To maintain our standards, to adapt to these new technologies, to accelerate growth, to do all the things we've been able to do. I think in the same way that people love and use Spotify and would panic if you took it away from them. I think Lemonade will occupy a place like that in financial services and in insurance 5 or 10 years from now.
Great. We got a couple minutes left if there's any questions in the room. Let's see with the light here. One.
Just an economic one, not maybe specific to Lemonade. Just in terms of your underwriting, is there anything that you need to change or address just based on the state of the consumer out there? I'm sure you're making tweaks all the time, but is there anything general you can say about Lemonade's view of the end consumer health?
Maybe you're getting at the long-term view of employment and compensation and some of those economic issues that are certainly.
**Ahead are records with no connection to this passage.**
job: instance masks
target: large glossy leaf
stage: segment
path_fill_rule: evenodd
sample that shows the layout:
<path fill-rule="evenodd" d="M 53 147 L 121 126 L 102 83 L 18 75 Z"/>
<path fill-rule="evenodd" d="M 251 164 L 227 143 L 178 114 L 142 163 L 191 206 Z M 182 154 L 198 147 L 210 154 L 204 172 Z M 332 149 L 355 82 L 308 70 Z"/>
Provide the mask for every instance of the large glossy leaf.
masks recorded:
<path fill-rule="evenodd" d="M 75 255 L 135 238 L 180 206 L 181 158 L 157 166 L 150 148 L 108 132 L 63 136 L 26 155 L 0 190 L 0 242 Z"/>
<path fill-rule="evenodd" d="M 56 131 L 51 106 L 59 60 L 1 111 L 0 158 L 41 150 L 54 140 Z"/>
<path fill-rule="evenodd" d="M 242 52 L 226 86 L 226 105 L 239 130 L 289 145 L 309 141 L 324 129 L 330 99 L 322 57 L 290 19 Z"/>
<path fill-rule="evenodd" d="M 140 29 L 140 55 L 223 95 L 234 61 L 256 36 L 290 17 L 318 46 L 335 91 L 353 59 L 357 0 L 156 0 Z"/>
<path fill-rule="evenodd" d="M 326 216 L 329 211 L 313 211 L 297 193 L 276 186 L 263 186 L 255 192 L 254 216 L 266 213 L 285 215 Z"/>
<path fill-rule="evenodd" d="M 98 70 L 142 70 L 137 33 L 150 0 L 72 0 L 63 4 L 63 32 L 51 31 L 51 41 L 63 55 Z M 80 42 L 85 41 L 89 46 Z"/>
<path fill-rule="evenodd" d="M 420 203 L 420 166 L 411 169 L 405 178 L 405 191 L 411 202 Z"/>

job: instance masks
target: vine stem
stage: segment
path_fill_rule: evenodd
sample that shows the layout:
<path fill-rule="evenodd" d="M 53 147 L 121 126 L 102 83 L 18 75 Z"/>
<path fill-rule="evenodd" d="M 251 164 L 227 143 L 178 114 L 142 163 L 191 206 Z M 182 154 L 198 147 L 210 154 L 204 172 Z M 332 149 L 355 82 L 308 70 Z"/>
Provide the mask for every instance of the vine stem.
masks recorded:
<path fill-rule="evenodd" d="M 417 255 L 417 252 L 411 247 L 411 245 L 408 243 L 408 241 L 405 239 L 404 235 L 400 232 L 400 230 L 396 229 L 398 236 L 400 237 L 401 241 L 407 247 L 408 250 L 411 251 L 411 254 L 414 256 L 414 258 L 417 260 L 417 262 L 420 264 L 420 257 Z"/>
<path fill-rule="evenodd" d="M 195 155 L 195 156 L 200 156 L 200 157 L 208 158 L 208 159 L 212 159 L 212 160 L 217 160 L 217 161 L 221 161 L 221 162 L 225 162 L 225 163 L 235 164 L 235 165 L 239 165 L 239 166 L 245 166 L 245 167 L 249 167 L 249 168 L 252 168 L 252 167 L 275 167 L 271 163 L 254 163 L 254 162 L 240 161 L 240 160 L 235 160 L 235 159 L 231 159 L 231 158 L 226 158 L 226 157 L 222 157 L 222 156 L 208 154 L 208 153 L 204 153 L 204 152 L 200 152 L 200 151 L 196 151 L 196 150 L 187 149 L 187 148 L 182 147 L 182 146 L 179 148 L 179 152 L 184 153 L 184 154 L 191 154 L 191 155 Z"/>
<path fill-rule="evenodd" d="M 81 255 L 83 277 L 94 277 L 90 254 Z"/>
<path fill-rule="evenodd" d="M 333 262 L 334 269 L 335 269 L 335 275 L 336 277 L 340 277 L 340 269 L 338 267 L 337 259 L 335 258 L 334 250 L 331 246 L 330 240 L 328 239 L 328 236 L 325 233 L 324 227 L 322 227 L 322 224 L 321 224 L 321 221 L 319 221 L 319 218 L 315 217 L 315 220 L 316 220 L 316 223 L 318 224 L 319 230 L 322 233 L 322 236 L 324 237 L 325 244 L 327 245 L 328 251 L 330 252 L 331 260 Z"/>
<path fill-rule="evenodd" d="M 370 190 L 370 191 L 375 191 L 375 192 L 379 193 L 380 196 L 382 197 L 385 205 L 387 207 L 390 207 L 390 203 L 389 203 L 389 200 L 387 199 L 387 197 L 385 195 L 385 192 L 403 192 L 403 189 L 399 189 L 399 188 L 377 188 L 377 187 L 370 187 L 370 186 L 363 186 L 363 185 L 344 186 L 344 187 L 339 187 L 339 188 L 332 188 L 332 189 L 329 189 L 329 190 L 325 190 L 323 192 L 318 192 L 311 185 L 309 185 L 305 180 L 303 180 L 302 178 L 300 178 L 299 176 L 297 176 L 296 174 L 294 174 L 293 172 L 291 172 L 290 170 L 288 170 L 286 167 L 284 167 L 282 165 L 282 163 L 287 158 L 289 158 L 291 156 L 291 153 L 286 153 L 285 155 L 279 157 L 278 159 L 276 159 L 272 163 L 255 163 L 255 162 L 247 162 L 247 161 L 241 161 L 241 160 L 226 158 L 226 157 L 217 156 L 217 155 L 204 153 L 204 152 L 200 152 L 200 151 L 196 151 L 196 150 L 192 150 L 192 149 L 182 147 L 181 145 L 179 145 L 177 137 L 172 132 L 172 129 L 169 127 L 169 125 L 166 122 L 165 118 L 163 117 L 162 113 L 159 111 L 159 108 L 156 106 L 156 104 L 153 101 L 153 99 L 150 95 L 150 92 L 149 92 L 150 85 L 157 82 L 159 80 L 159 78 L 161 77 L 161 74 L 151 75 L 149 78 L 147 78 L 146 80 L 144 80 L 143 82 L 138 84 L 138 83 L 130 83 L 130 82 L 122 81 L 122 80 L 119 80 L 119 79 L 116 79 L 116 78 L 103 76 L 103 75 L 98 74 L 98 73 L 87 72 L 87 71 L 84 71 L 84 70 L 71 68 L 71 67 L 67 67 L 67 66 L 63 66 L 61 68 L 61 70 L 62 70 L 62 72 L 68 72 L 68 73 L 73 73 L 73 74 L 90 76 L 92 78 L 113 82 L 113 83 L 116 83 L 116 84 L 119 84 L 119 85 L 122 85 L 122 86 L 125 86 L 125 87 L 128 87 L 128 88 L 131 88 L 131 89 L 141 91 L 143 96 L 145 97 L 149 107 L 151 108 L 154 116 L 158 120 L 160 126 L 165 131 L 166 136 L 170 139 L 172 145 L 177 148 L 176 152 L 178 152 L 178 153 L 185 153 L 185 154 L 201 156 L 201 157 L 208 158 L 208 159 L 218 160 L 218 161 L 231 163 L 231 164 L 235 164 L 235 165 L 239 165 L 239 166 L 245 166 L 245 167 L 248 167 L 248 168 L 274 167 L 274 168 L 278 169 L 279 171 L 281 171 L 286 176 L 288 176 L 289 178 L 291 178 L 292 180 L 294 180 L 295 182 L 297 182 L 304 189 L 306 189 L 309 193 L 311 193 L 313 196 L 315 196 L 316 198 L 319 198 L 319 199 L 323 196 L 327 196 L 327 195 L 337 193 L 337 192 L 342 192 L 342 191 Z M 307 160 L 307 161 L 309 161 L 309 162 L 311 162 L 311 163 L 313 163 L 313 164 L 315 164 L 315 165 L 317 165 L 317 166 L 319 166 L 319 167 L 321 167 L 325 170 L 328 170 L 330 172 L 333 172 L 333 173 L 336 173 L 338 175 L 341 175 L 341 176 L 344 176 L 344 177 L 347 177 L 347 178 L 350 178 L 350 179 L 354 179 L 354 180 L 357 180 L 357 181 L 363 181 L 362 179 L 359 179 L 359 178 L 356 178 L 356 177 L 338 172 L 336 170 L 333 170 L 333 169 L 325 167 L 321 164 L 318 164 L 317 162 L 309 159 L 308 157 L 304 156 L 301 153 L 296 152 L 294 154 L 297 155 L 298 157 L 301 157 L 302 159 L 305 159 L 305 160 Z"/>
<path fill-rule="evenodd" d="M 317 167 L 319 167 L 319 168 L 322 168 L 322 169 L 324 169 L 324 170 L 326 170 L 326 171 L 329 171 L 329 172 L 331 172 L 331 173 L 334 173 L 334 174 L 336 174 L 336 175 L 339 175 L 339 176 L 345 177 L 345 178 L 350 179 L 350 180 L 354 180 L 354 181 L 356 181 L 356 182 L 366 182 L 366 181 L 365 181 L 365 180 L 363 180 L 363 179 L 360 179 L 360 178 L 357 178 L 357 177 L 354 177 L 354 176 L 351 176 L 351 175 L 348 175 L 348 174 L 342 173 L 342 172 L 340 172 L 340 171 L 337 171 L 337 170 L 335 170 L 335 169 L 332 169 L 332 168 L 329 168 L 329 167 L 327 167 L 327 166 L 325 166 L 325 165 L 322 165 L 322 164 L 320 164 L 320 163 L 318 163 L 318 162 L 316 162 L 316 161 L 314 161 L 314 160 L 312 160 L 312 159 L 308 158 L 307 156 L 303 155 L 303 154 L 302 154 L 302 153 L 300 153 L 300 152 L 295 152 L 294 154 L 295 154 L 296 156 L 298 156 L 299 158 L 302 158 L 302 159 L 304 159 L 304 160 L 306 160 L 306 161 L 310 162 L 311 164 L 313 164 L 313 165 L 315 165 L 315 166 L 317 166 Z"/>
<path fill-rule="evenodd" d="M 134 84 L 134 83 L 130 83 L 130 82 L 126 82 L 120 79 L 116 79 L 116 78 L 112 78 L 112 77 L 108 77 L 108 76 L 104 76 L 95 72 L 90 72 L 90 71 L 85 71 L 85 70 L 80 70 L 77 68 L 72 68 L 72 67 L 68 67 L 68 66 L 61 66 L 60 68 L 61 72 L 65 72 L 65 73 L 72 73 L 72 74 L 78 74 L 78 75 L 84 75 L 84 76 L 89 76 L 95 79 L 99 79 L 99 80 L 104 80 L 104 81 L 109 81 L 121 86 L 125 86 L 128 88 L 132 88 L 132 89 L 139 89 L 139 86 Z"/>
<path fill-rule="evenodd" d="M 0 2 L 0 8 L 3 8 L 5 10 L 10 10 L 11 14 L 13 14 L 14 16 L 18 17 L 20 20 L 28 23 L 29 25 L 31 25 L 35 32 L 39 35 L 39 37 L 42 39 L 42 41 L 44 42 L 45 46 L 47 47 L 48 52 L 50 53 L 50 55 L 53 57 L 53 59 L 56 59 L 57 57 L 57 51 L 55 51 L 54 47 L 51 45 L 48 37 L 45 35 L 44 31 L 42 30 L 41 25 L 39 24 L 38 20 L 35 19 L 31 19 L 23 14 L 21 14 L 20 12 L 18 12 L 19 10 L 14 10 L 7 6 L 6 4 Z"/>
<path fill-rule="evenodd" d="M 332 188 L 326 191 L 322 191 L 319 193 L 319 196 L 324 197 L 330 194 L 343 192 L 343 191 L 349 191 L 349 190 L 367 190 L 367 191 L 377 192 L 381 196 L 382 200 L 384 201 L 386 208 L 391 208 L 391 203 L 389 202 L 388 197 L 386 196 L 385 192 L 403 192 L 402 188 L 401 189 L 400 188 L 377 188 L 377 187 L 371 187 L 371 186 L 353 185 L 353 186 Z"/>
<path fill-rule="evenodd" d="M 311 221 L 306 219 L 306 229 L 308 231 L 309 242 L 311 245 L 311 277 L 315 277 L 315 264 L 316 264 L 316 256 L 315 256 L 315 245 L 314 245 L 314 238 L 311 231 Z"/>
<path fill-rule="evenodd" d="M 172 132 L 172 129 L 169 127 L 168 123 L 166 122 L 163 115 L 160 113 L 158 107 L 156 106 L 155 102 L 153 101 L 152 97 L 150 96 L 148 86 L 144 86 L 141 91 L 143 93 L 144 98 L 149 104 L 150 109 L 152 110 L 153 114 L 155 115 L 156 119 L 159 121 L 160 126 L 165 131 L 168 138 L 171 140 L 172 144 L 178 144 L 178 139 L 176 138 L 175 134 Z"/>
However you wanna address it.
Starting to come pretty fast. I'll just assume that that might be where you're going. we're highly cognizant of the benefits of AI to businesses and cost structures and all those things, and we are even more cognizant of the broader pressures that we expect or might expect developing on consumers. In the short term, consumers, we're providing a service and a product that's of utmost importance to a consumer, whether they're wealthy or not wealthy or employed or unemployed or. It's a critical need. While recession-proof might be an exaggeration, there's a bit of truth to that.
People will pull down their discretionary spending, but they wanna make sure their bike is covered and their pet is covered and their, and their home, their most important asset is covered. I think that will be a short-term and a medium-term dynamic. But in the long term, we have to have customers, and they have to be healthy customers that have, that own valuable things. It's in all of our incentives as leaders of businesses to think about these things. I don't I have no more magic vision than the, than the next guy.
I do, the leader of Lemonade, Daniel Schreiber, has actually done quite a bit of thinking along these lines and outside of work is kind of a key thought leader in how these economic structures play out. It is a top-of-mind thing for us. It's top of mind for me and probably you, anyone who has kids and grandkids, and it's critically important. From Lemonade's perspective, we'll be at the front of the line, but we do have a greater responsibility, I think.